V. Poutine : Merci beaucoup à la presse, nous allons travailler un peu à huis clos ».

Minutes précises de la déclaration agréée par les trois chefs d'État, le communiqué du Kremlin tombé en fin de soirée le 25 mai tenait presque de la pièce de théâtre. Dans le rôle-titre, Vladimir Poutine bien sûr, et dans son épilogue, tout y était, c'est à dire rien, aucune information sinon celle de se revoir, dans une semaine, comme de bons amis. « Et allons maintenant discuter seuls à seuls »...
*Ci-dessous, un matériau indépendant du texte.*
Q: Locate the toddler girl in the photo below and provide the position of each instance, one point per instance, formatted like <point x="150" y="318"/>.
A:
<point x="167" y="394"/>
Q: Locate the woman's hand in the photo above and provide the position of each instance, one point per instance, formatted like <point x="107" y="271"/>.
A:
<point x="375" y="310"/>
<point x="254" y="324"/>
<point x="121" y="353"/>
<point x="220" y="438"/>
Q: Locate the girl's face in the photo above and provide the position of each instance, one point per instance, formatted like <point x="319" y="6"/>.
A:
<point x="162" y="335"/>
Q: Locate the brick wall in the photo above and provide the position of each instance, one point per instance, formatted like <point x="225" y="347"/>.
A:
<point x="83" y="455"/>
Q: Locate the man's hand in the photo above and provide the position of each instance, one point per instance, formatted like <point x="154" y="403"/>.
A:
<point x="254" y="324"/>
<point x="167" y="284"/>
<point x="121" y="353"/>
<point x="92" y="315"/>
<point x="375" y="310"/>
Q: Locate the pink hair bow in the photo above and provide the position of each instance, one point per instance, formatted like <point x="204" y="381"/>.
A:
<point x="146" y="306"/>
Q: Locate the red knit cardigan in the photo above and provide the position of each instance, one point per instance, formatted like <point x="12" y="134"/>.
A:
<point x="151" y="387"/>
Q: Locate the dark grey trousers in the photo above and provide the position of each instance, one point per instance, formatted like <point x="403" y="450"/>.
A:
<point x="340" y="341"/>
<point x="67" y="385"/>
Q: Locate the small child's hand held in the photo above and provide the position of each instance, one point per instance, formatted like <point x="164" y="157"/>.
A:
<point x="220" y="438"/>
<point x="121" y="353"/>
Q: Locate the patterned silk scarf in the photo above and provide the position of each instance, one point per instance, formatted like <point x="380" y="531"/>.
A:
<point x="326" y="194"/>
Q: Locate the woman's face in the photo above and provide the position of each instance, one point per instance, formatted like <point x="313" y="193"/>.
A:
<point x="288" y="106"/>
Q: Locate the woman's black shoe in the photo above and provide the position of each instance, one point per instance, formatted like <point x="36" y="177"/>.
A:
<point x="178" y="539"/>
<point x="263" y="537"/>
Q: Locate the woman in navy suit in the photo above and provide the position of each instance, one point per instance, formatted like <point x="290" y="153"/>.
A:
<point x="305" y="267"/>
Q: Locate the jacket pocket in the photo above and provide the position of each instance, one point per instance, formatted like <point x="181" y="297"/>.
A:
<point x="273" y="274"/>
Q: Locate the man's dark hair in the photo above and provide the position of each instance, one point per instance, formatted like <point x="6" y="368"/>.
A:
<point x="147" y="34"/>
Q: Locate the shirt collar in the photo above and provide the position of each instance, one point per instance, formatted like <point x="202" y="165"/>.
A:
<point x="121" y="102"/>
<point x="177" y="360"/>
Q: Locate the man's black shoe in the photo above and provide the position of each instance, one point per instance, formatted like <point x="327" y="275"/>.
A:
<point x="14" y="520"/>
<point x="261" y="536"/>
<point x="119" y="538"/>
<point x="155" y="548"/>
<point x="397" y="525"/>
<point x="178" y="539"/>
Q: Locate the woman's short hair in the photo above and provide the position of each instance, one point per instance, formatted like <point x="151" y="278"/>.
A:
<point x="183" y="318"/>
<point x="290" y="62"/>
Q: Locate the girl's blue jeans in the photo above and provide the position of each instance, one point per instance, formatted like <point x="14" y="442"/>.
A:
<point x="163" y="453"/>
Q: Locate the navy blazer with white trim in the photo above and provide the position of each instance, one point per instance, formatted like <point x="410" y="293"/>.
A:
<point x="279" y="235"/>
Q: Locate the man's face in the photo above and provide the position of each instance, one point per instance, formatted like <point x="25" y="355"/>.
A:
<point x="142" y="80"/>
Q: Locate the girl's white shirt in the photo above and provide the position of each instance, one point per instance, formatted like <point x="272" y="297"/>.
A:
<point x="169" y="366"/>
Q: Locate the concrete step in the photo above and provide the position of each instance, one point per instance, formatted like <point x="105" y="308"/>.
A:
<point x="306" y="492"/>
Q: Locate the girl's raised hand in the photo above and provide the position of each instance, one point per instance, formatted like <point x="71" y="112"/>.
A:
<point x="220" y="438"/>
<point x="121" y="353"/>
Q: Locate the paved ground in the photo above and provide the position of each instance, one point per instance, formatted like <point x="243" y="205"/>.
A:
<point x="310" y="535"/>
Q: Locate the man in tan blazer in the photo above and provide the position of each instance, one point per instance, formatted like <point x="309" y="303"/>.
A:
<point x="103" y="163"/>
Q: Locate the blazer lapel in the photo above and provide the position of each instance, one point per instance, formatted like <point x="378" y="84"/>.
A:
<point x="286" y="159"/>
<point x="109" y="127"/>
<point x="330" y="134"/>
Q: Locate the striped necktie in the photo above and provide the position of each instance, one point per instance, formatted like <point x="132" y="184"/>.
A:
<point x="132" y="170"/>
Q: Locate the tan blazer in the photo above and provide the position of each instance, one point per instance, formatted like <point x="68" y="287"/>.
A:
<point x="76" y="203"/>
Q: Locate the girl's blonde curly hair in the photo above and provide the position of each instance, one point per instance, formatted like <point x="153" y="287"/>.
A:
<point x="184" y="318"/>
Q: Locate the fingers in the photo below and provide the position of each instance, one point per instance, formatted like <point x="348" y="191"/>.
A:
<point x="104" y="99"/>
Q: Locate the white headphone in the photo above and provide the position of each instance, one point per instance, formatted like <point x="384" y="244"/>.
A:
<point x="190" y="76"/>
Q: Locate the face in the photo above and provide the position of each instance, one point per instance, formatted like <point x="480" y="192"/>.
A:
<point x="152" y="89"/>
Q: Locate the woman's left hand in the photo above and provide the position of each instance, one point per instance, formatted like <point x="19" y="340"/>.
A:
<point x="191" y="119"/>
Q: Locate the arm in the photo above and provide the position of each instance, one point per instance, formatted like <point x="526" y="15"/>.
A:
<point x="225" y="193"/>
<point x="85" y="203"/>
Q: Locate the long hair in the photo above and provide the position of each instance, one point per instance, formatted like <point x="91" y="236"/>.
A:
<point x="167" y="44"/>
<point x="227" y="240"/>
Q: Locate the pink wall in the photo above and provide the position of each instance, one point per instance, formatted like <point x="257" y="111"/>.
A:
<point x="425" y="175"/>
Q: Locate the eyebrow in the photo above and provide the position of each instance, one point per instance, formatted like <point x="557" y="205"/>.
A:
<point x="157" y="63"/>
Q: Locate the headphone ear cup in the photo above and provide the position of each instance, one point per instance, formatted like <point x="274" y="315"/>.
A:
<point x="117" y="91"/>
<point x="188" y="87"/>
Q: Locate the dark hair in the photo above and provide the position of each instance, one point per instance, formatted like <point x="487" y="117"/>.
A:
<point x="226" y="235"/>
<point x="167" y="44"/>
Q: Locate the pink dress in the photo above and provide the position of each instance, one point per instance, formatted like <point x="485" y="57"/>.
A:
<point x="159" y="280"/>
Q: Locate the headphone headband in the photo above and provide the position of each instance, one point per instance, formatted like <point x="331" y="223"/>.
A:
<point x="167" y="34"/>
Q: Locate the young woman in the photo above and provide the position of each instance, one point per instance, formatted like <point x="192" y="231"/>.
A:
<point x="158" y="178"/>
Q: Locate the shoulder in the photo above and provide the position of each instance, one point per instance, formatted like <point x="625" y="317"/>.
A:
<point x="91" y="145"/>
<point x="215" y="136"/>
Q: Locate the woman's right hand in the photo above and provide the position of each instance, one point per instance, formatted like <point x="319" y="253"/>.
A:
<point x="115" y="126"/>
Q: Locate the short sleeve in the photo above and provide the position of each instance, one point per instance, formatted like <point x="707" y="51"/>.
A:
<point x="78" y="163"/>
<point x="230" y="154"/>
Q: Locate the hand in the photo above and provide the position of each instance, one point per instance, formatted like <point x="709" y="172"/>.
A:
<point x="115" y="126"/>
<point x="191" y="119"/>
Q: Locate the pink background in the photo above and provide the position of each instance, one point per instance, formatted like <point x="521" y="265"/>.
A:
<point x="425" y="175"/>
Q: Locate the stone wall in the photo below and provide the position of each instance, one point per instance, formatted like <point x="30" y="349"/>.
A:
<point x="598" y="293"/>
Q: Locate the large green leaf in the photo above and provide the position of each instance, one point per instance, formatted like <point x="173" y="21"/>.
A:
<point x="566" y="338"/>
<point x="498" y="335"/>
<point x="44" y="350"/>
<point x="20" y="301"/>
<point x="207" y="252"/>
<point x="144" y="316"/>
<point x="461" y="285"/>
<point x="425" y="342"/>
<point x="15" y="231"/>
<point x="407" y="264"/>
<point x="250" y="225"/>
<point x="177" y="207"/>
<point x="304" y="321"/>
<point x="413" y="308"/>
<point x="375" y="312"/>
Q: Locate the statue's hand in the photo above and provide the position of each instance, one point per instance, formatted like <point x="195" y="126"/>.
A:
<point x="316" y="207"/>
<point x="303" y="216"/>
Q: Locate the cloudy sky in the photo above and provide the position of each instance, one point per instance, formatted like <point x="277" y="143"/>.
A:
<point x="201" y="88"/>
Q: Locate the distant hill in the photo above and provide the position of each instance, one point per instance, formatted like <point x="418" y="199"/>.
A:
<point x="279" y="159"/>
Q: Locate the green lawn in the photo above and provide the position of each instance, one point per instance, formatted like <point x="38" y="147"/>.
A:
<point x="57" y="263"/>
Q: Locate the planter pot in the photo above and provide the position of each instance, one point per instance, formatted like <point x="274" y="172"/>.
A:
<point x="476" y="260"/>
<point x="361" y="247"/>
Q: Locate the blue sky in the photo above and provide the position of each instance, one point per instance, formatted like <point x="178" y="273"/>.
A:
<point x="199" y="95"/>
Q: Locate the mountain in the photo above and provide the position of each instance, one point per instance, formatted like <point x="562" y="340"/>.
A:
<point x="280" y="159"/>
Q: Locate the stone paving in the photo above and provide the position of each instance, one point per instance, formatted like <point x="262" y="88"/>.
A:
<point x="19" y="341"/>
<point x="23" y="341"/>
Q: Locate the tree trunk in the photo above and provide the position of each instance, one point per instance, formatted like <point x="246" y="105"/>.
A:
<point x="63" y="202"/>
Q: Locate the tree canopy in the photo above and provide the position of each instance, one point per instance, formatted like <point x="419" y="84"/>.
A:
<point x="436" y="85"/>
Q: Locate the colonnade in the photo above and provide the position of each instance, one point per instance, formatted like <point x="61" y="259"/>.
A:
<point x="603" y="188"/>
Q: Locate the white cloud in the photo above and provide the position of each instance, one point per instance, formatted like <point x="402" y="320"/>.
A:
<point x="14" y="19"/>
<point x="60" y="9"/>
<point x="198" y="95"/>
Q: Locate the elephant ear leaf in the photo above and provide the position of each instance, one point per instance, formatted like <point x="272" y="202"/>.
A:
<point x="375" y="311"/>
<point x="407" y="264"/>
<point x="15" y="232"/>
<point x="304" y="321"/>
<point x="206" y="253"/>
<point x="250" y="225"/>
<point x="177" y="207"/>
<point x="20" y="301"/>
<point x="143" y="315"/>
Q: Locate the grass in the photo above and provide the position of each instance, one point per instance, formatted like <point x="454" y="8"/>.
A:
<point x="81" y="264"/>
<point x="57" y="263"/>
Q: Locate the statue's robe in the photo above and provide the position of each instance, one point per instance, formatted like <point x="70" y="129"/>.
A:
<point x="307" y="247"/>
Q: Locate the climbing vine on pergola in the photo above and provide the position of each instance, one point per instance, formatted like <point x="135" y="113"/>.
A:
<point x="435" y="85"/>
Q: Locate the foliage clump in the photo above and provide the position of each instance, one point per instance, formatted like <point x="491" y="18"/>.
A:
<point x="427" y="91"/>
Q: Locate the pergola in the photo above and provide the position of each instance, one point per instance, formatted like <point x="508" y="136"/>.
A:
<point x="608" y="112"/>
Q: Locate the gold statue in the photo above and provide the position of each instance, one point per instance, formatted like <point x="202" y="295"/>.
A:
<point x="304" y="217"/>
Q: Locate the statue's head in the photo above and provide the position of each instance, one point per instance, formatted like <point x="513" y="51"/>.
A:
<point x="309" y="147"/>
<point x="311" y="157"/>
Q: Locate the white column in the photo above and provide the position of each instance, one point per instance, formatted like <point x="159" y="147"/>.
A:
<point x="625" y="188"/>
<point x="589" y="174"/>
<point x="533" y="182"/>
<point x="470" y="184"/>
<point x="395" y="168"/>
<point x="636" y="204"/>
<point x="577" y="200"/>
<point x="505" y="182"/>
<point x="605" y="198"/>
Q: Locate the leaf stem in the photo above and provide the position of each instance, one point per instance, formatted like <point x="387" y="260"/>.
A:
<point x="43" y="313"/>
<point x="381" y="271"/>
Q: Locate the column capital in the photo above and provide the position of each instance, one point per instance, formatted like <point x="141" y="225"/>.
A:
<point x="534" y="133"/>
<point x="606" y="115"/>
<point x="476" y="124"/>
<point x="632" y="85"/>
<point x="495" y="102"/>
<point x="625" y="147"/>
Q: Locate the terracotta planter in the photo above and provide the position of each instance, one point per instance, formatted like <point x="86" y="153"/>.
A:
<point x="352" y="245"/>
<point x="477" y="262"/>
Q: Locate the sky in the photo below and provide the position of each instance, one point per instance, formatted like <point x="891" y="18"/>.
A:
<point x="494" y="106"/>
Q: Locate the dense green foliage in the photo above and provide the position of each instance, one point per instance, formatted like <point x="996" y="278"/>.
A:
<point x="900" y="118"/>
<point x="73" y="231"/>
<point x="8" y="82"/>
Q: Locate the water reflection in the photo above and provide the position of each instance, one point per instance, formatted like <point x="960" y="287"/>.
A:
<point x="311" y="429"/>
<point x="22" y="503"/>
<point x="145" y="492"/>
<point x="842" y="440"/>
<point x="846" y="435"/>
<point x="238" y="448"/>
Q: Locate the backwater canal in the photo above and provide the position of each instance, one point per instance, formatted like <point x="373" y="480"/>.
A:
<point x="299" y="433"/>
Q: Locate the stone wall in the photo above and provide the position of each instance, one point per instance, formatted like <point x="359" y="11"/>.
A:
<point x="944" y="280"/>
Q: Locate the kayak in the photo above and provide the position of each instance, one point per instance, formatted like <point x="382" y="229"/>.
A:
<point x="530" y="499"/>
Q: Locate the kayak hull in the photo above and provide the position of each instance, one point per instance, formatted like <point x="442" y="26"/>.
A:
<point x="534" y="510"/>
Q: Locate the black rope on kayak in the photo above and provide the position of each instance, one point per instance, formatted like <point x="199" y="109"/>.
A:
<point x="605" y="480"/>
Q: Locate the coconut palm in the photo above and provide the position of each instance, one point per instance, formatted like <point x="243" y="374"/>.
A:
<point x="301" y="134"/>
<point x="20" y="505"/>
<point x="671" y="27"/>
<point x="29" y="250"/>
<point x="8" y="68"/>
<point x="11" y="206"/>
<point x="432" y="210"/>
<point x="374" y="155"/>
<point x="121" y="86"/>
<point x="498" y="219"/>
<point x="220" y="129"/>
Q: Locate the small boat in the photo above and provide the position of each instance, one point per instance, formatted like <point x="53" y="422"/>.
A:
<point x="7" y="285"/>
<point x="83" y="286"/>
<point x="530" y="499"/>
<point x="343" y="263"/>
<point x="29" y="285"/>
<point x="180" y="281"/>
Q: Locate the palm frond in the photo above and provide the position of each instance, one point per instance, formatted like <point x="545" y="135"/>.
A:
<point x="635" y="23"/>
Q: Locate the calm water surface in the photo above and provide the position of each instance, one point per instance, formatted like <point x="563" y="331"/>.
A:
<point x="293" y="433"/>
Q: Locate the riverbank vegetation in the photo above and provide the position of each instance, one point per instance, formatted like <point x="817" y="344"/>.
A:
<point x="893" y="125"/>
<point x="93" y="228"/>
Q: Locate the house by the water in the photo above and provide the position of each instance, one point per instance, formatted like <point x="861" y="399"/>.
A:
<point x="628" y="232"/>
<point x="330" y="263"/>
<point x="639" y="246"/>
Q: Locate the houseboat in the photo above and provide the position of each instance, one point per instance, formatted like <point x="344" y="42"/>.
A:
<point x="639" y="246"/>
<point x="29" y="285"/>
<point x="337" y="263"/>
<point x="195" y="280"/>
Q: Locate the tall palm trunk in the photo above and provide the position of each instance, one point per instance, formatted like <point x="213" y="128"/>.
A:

Un peu plus tôt dans l'après-midi, lors du Conseil des dirigeants de l'Union économique eurasiatique qui les avait réunis à Moscou, Ilham Aliyev et Nikol Pashinyan s'étaient livrés devant micros et caméras à une nouvelle passe d'armes sémantique sur la notion de corridor.

« Je tiens à souligner qu'un seul couloir est mentionné dans la déclaration [du 9 novembre 2020, NDLR], c'est le couloir de Latchine, censé être sous contrôle des casques bleus russes, mais, malheureusement, il est illégalement bloqué par l'Azerbaïdjan. L'Arménie est prête à débloquer toutes les liaisons de transport et économiques qui traversent son territoire de l'Arménie, nous l'appelons le carrefour arménien, et nous sommes prêts à ouvrir les communications régionales conformément à la souveraineté et aux lois des pays », avait tout d'abord énoncé le Premier ministre.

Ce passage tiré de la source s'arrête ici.